While the tech company refuses to admit that its search engine is programmed to overwhelmingly benefit progressive orthodoxy with preexisting key words imbedded within its massive platform, while popular conservative websites have routinely been censored.
Just recently Google went after conservative website Breitbart News attempting to put the popular website out of business, shortly after the 2016 election.
The plot to cripple Breitbart began with a group of Google employees, targeting Breitbart’s ad revenues, with the blessing from top management. The group sought to strike at Breitbart News’ revenue by kicking the site off Google’s market-dominating ad services.
In the leaked emails, Google employee Richard Zippel advised a fellow employee that Google would act against Breitbart News “at the site level” if sufficient examples of “hate” were found. This kicked off a concerted effort to find evidence of “hate speech” on Breitbart.
Of course Google has its own version of what constitutes “hate speech.”
Moreover aside from partnering with China in creating a censored search engine for profit, the tech giant is also refusing to support America’s military.
The issue involves a $10 billion Defense Department initiative by the military known as Joint Enterprise Defense Infrastructure (JEDI), citing its artificial intelligence principles, and Google’s refusal to take the project.

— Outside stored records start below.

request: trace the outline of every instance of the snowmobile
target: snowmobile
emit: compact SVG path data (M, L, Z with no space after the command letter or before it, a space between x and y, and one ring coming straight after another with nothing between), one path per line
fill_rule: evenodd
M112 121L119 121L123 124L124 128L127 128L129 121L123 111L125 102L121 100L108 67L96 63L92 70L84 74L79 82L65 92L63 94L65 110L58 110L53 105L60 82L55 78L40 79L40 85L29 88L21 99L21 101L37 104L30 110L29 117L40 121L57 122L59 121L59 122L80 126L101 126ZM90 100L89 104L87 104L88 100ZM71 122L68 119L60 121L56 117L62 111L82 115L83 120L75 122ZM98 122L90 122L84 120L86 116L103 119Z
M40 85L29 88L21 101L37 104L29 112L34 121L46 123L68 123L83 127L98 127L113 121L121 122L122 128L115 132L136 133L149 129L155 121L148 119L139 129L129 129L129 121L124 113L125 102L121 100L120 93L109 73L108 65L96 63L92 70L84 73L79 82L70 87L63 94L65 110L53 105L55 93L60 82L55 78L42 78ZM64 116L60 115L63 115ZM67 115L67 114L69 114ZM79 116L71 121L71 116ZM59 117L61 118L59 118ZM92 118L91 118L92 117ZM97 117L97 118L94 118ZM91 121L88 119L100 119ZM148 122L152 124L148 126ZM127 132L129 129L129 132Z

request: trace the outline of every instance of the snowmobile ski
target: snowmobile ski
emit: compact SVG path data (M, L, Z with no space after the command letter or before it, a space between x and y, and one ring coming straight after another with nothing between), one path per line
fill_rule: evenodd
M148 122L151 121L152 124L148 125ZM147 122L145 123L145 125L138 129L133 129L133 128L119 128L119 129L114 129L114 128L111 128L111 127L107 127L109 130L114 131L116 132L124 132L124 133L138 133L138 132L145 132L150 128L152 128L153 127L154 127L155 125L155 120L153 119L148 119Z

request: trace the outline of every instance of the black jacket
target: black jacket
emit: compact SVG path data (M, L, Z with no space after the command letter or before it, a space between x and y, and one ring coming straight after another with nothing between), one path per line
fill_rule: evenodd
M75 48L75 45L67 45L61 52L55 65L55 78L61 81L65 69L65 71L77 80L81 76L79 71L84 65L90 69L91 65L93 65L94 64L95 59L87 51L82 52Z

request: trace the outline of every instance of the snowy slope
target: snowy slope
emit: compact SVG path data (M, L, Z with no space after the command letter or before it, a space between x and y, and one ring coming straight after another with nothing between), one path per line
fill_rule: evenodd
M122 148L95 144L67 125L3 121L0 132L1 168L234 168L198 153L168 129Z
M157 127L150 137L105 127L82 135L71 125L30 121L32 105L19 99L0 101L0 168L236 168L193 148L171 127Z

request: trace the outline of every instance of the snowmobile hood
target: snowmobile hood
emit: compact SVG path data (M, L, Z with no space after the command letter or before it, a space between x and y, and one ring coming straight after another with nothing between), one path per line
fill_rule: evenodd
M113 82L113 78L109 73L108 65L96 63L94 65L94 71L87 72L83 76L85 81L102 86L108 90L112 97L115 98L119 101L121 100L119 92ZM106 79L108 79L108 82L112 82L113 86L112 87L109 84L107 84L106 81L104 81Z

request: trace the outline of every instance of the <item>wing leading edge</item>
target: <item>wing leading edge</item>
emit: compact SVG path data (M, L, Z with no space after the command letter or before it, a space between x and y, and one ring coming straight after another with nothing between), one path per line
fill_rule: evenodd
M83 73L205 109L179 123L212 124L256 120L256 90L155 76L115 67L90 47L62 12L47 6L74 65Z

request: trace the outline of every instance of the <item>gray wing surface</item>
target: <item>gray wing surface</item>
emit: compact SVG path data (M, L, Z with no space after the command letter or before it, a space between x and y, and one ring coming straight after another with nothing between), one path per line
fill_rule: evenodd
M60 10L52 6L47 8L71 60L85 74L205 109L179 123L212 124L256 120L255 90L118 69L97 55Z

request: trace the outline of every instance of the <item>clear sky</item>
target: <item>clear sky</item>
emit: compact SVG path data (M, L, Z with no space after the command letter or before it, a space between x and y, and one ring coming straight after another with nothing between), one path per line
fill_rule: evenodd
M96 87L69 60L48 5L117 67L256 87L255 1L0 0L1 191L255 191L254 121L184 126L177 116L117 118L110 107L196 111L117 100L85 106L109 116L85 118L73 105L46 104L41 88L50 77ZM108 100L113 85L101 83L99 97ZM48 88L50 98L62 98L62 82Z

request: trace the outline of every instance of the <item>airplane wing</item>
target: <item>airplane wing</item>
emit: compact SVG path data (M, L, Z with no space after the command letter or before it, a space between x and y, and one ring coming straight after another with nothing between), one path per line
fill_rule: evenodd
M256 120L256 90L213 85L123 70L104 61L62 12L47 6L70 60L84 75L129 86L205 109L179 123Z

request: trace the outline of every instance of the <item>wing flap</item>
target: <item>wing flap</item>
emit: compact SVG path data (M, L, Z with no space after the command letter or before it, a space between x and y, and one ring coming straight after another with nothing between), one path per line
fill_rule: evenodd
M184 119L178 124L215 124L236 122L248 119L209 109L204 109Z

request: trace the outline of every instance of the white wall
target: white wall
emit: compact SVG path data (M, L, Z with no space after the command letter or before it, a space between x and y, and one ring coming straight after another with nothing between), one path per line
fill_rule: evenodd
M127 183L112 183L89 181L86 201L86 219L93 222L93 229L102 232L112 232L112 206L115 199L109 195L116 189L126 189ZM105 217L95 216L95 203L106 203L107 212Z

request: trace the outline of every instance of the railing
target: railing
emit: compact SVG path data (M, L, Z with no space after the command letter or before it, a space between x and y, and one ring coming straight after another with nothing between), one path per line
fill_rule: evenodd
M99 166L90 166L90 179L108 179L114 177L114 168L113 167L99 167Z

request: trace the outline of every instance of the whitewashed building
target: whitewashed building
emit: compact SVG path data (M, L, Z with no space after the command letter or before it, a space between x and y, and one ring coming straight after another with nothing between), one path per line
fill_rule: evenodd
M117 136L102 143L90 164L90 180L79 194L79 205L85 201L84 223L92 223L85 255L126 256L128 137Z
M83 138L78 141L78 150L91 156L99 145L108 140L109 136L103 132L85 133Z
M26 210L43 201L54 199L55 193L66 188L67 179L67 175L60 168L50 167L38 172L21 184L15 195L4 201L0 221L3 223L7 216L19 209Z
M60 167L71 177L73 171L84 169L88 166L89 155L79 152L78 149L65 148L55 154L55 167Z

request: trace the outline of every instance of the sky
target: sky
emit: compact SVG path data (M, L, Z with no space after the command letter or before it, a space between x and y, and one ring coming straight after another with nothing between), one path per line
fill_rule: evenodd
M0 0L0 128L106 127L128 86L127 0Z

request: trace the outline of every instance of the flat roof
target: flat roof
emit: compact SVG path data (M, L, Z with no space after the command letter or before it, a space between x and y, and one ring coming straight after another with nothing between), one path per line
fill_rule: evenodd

Leaving lawmakers to question Google’s patriotism, after the apparent snub, Goodlatte said he plans on asking Pichai why Google decided to move away from supporting the U.S. military.
“Why is it that you and your employees do not want to help the United States’ Department of Defense keep Americans safe and keep all of the issues, trade and free government and so on around the world safe by supporting the needs of our military?”